The ministry of education this week released the 2020 Junior Certificate examination results and, not surprisingly, the pass rate lies at a miserly 59 percent, a marked drop from 62 percent in the previous year.
The ministry blames the Covid-19 pandemic for the poor pass rate which disrupted learning, forcing despaired students dropping out of school.
Studies show that school closures caused by the pandemic exacerbated previously existing inequalities, and that children who were already most at risk of being excluded from a quality education have been most affected.
Many children received no education after schools closed across the country in March last year. Parents complained that their children were no longer learning, and were only waiting for the reopening to continue with their studies.
Many children received no instruction, feedback, or interaction with their teachers. Education officials vouched that children are not taught during this period and that, although some students had received printed assignments, they agreed that was not normal education. Some students were just told to regularly reread their notes while waiting for new instructions from the authorities.
Students frequently studied fewer topics or less content through distance learning. Many students who struggled with online learning said they did not think they had the discipline to sit down and have no one teach them.
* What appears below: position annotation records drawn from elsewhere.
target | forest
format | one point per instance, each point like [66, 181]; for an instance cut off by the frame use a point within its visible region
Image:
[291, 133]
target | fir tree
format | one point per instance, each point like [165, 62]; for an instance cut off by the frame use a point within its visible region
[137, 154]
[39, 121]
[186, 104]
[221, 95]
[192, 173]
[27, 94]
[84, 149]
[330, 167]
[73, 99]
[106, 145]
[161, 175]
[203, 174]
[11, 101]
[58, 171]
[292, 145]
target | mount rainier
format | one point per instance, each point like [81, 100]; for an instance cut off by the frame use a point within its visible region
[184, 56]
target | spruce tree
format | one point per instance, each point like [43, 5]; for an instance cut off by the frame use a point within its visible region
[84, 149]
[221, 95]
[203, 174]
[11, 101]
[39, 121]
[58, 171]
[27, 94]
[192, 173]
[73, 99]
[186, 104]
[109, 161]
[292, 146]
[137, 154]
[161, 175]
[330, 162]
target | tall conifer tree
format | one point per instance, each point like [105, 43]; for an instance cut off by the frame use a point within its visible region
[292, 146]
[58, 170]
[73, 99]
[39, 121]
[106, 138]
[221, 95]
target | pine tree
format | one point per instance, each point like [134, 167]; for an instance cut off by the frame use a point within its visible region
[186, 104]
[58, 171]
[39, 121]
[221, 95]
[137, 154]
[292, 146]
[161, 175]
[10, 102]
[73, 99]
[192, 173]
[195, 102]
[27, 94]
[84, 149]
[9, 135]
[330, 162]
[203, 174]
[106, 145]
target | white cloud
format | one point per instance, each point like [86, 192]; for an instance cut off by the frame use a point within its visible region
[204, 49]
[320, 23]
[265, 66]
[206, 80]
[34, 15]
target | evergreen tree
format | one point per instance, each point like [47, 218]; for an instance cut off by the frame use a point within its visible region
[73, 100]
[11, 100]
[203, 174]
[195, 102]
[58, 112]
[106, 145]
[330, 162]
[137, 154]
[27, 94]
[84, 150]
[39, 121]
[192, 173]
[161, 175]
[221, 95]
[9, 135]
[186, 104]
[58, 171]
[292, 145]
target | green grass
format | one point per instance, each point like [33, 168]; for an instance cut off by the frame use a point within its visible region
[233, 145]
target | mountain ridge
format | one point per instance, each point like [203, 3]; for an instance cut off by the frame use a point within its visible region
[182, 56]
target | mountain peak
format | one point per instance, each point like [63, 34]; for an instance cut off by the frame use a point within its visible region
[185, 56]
This had mental health consequences, as many students shared feelings of stress, anxiety, isolation, and depression, which they linked to the lack of contact with their school community.
Many parents were burdened by costs associated with trying to continue educating their children during school closures. Lack of access to radios, television, computers, internet, and data left many students unable to engage in remote learning.
In the light of this, we strongly believe digital literacy (for students and teachers) is increasingly recognized as an indispensable element of children’s right to education.